Essa é uma história popular, de domínio público, que já passa de geração a geração no interior do Nordeste. Além da comunicação boca a boca, já virou cordel e folclore. Aqui transformo a mesma narrativa sertaneja em uma fábula política, para combinar melhor com os leitores dessa coluna.
Como digo no meu novo livro, “Cão mijando no caos”, aqui desvendamos um dos granes mistérios do mundo animal — na visão dos humanos.
E Deus convidou os cães para uma festa no céu. Cães de todas as partes do recém-criado universo. De todas as classes, cores e tamanhos. Do fiel pulguento que lambe a boca do bêbado do mercado público ao cãozinho liberal do sr. Adam Smith. Deus mata, mas não discrimina.
Na chegada ao paraíso, uma placa, além do possante alto-falante babélico, avisava em todas as línguas do mundo, inclusive em esperanto: nobre cachorrada, favor guardar o fiofó na chapelaria. Por ordem do asséptico todo-poderoso, nenhum cão, por mais asseado que fosse, poderia adentrar o recinto com o seu formiroide.
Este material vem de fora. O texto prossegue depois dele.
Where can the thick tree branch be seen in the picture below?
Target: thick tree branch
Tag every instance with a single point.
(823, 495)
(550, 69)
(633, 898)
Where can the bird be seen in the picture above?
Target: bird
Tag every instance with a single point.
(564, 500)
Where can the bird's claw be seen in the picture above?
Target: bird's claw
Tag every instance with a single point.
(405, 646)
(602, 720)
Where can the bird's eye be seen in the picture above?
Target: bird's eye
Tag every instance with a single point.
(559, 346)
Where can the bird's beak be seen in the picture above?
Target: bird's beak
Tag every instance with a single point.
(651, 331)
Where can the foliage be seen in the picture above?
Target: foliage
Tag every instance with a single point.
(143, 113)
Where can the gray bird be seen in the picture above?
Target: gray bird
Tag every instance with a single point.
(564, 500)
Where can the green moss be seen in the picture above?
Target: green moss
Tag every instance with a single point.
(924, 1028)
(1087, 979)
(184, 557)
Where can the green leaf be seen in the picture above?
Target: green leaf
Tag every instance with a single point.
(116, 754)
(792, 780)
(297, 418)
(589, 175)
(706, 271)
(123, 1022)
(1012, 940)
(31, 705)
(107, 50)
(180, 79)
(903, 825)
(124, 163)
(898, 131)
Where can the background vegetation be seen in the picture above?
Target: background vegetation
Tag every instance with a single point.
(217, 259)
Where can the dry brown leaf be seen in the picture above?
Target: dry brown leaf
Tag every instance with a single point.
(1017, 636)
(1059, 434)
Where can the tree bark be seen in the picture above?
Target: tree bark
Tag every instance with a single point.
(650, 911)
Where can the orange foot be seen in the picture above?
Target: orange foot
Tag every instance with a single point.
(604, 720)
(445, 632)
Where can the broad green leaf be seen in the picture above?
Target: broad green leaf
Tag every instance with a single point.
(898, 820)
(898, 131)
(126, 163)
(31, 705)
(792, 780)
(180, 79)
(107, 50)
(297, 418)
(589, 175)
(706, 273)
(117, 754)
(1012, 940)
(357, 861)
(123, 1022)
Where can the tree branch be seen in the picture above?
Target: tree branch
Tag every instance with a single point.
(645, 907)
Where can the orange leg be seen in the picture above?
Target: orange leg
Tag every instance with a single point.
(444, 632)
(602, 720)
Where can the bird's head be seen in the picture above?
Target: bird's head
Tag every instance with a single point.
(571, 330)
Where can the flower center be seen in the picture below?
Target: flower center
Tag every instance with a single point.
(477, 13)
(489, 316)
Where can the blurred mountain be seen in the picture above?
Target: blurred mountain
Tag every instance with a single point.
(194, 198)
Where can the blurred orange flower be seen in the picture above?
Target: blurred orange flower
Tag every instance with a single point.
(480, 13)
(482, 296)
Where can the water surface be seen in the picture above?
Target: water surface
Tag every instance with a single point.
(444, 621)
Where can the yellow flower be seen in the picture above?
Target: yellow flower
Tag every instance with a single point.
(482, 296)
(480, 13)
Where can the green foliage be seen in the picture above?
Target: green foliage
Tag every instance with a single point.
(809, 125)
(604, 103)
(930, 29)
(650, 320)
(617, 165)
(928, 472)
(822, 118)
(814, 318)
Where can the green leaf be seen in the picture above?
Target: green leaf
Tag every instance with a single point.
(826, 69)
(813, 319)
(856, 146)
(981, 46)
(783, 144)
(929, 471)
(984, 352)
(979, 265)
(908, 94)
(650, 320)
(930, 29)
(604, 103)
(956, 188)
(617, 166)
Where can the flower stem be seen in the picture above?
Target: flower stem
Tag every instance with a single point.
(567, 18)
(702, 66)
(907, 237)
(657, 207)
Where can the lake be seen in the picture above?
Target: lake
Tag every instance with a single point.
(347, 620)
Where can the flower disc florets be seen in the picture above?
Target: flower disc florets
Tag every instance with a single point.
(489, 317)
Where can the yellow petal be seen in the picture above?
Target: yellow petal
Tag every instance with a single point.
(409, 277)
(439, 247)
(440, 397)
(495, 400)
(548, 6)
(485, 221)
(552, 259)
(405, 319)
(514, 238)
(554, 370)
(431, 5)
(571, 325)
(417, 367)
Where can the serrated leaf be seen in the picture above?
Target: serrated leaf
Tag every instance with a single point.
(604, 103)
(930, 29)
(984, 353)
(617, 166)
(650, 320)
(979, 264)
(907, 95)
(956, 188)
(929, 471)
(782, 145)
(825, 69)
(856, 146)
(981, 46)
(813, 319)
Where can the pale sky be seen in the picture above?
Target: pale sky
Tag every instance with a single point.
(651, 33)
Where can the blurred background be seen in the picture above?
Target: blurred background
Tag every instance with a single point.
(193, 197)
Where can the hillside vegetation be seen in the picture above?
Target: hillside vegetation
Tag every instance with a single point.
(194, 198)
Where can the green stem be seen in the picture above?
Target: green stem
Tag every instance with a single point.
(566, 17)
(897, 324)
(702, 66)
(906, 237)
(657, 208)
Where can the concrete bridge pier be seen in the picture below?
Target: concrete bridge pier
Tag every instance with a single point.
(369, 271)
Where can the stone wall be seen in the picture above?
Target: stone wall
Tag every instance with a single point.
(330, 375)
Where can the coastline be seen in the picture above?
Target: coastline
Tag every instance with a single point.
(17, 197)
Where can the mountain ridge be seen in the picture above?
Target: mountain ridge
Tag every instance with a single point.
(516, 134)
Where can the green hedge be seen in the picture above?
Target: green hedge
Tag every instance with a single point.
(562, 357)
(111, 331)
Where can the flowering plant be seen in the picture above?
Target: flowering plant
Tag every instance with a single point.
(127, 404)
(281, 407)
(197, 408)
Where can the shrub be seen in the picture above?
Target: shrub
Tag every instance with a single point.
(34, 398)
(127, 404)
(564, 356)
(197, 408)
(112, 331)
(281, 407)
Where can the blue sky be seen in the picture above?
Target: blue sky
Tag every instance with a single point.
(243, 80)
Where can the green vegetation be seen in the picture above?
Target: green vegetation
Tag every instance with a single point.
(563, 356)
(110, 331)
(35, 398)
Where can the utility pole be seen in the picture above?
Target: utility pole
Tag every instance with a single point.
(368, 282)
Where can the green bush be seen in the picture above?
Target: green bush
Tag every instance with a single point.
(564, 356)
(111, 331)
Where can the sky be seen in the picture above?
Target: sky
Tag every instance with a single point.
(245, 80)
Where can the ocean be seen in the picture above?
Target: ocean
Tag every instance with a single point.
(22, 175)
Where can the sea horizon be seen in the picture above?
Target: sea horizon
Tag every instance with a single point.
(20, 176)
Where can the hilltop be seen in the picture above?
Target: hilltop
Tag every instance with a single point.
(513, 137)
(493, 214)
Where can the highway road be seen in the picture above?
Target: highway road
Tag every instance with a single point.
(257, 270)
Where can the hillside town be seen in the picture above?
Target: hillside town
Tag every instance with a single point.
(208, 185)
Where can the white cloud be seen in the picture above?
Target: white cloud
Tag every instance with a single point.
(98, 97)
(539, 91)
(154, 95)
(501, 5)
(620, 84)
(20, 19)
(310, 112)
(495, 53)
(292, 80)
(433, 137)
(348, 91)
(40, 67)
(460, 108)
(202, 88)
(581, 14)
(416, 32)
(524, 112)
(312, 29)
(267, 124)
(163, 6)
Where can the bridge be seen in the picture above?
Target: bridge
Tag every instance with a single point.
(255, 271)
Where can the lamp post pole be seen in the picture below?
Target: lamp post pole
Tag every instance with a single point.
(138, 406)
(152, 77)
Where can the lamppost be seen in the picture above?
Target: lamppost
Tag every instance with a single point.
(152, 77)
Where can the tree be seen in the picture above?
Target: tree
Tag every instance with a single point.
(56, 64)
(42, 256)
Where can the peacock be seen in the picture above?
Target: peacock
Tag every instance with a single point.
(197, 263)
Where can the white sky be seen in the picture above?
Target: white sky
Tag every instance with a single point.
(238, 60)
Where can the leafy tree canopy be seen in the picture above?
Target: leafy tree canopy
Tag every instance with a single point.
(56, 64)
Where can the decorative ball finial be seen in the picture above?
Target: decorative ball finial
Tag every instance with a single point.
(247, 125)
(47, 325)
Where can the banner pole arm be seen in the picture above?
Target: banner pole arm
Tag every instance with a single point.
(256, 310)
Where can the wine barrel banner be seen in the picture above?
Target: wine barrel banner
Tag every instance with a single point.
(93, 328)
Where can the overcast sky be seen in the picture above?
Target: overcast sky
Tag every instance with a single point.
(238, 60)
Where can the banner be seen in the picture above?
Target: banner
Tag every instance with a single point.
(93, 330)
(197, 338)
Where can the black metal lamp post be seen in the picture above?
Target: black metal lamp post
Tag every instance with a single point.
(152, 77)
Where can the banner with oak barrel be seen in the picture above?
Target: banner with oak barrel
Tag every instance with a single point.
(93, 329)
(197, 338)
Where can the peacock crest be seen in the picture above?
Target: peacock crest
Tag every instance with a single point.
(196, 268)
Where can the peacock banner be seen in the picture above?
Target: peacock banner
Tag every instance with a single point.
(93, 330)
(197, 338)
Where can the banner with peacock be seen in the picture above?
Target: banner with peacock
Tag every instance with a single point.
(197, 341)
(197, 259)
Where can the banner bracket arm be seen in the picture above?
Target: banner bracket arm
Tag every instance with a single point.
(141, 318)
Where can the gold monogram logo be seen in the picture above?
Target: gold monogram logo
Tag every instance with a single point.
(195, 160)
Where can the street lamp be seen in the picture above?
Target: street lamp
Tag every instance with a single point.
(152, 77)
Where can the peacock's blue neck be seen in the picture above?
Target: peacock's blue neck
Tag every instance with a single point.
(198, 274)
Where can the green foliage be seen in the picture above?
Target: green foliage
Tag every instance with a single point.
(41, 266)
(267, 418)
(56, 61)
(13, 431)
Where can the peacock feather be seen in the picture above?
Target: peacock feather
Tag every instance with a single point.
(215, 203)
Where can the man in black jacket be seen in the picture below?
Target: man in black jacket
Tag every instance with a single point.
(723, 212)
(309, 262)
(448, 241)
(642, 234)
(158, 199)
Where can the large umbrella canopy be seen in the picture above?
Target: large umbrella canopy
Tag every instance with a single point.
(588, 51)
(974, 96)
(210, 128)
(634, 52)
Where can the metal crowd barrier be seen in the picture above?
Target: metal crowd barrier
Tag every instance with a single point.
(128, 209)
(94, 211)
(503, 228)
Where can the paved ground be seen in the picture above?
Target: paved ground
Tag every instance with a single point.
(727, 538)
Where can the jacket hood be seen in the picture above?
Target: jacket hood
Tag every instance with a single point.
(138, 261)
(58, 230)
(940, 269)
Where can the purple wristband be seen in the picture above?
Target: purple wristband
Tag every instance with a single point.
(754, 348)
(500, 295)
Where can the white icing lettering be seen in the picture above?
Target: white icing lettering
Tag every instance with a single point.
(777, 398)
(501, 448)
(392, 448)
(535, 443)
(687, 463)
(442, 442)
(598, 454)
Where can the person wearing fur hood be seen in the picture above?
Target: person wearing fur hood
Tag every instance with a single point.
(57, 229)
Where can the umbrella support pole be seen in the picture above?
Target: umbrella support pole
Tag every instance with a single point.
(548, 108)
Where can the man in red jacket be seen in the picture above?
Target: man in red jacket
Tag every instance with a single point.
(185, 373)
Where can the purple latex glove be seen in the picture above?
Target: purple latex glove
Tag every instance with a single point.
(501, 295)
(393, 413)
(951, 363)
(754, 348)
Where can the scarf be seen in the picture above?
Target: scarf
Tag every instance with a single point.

O chapeleiro de Alice cuidava em catalogar os anéis caninos conforme o pedigree, pregas de classe. Como não iriam precisar de fiofós na celebração com o Senhor, os cães, até mesmo aquele cachorrinho chato e mnemônico do velho Ulysses, acataram a ordem sem maiores choramingas. Partes pudendas guardadas, distribuídas as cortiças para vedar as catingas do eu-profundo-animal, começou, então, a grande farra.
Uma beleza, baile divino... Até que um cão selvagem (o melhor amigo do camarada Jack London) começou a cachorrada. Ao riscar da faca, um rebuliço de fazer Deus pequeno, anão e invisível. Como quem tem cu tem medo, os cães saíram em desabalada carreira, uma confusão dos infernos.
Naquela agonia toda, a chapelaria veio abaixo. Cada um pegou o fiofó que encontrou ali no chão, o furico possível, o boga imediato. O importante era não descer à Terra, o planeta azul como visto lá de cima, desprovido de retaguarda flatorial — como todo mundo sabe, sem um oiti uma criatura não é nada. Melhor um fiofó alheio, postiço, contra a vontade, do que viver sem o importantíssimo orifício rodosférico.
Moral da fábula, segundo a oralidade popular aqui humildemente resgatada: desde aquele dia, desde aquela bagunça divina no céu, quando um cachorro encontra outro (vira-lata ou elitista), a primeira coisa que faz é cheirar o rabo do semelhante. Uma eterna e paciente busca do próprio fiofó, uma procura que deve durar até o juízo final, século seculorum, amém.
*Esse texto reflete, exclusivamente, a opinião do autor.